A common Hadoop application is the processing of data located in web sites. For example, let’s consider an application that counts the number of occurrences of a word in web pages. In other words, if we had 10 web pages, where each uses the word “hello” twice, then we expect the result to include the key and value pair: {“hello” -> 20}. This word counting application can be easily hosted in Hadoop by using Hadoop’s map and reduce services in the following form:

  1. Generate a map of word token to word occurrence for each word present in the input web pages. For example, if a page includes the word “hello” only once, we should generate the map entry {“hello” -> 1}.
  2. Reduce all maps that have been grouped together by Hadoop with the same key into a single map entry where the key is the word token and the value is the sum of all values in that group. In other words, Hadoop collects all maps that have the same key, that is, the same word token, and then groups them together providing the application with their values. The application is then responsible in reducing all values into a single item. For example, if step one generated the entries {“hello” -> 1} and {“hello” -> 2}, then we reduce these to a single entry {“hello” -> 3}.
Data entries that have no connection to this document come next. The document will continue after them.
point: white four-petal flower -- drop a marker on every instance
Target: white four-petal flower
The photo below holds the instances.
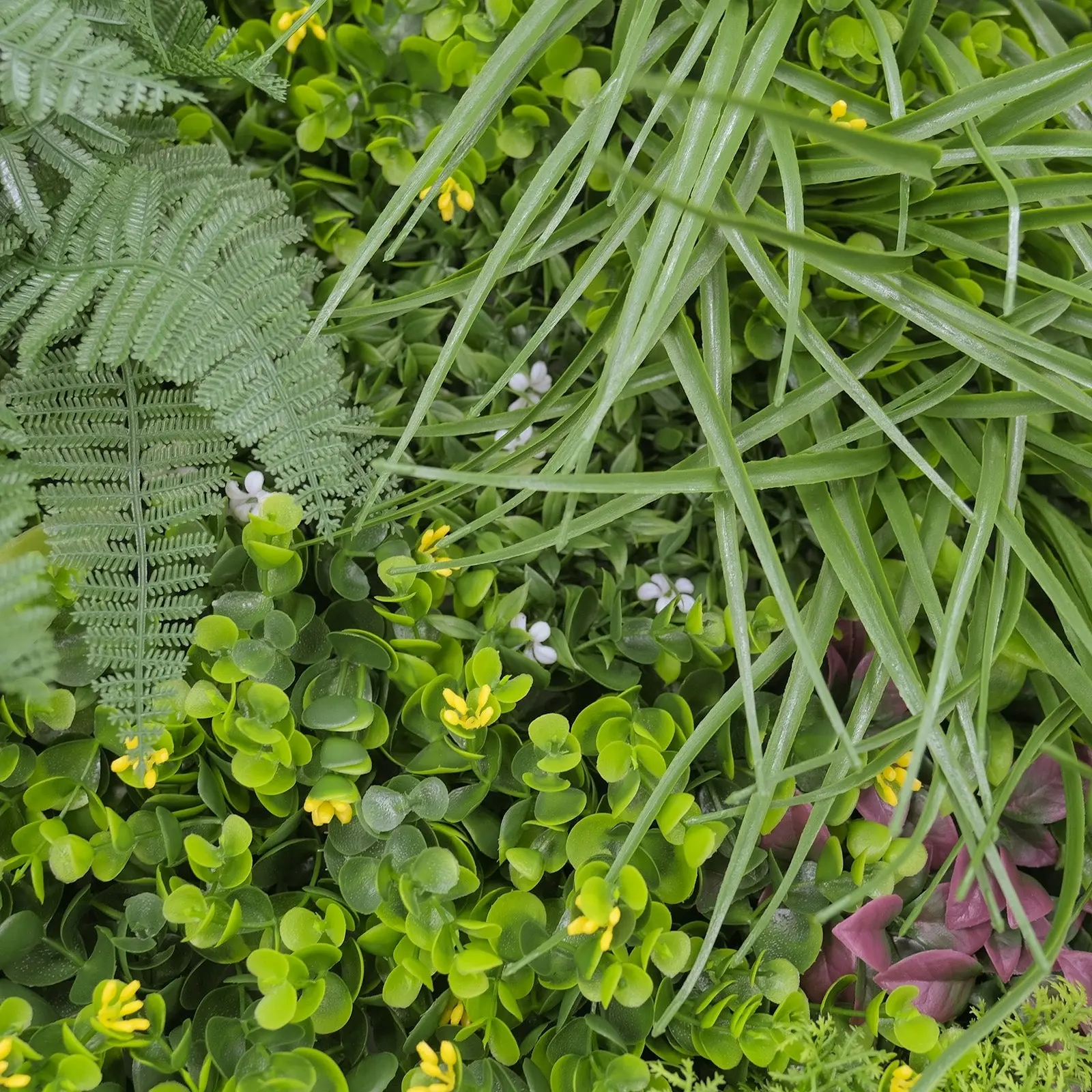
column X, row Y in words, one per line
column 663, row 590
column 517, row 442
column 538, row 631
column 530, row 386
column 247, row 498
Following, we have a walk-through of a simple scenario:

This is done by:

  • Load each web-page as input.

    web-page-1: “first web-page”

    web-page-2: “and the second and final web-page”

    • Map each input (i.e, page) into a collection of sequences (word, occurrences).
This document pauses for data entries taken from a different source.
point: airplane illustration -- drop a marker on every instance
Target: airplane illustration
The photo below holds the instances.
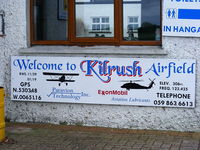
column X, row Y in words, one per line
column 64, row 77
column 133, row 85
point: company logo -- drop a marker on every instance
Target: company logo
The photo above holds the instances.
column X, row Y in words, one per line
column 171, row 13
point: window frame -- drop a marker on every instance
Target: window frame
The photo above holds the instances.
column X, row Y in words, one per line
column 117, row 40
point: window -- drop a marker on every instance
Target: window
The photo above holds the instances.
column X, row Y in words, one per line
column 96, row 22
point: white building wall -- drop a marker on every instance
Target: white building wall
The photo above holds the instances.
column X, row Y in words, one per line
column 132, row 117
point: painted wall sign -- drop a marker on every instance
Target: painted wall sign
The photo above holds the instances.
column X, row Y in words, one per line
column 120, row 81
column 181, row 18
    {(first, 1), (web-page, 1)},

    {(and, 2), (the, 1), (second, 1), (final, 1), (web-page, 1)}

    • Group all sequences by ‘word’. Thus, the output will be collections in which all member sequences have the same ‘word’.

    {(first, 1)},

    {(web-page, 1), (web-page, 1)},

    {(and, 2)},

    {(the, 1)},

    {(second, 1)},

    {(final, 1)}

    • For each group, reduce to a single sequence by summing to together all word occurrences.

    {(first, 1)},

    {(web-page, 2)},

    {(and, 2)},

    {(the, 1)},

    {(second, 1)},

    {(final, 1)}

    • Store each sequence.

    We have described a word counting Hadoop application, the next task is to implement it using Hadoop’s programming model. Hadoop provides two basic programming models. The first one is a collection of Java classes, centered on a Mapper and Reducer interfaces. The application needs to extend a base class called MapReduceBase, and implement the Mapper and Reducer interfaces, specifying the data types of the input and output data. The application then registers its Mapper and Reducer classes into a Hadoop job, together with the distributed location of the input and output, and fires it away into the framework. The framework takes care of reading the data from the input location, calls back the Mapper and Reducer application classes when needed in a concurrent and distributed fashion, and writes the result to the output location.

    The second option is to use a domain language called Pig. Pig defines keywords such as FOREACH, GROUP, and GENERATE, which fit naturally into the map, group and reduce actions. Using Pig, a developer can write a Hadoop application in a matter of a few lines of code, almost as if writing a SQL query, although Pig is rather more imperative than declarative as SQL.

    map_result = FOREACH webpage GENERATE FLATTEN(count_word_occurrences(*)); 
    key_groups = GROUP map_result BY $0; 
    output = FOREACH key_groups GENERATE sum_word_occurrences(*);

    Hadoop is configured through XML configuration files. A good part of Hadoop is to deal with the distribution of jobs across a distributed file system; hence a large aspect of Hadoop’s configuration is related to configuring servers in the processing cloud.

    Hadoop is an excellent example of a newly created application framework targeted for the emergent problem presented by the web where we need to deal with mammoth amounts of data in a soft real-time fashion. As new problems arise, they will be accompanied by new solutions, some of which will certainly take the form of new development platforms, as Hadoop does.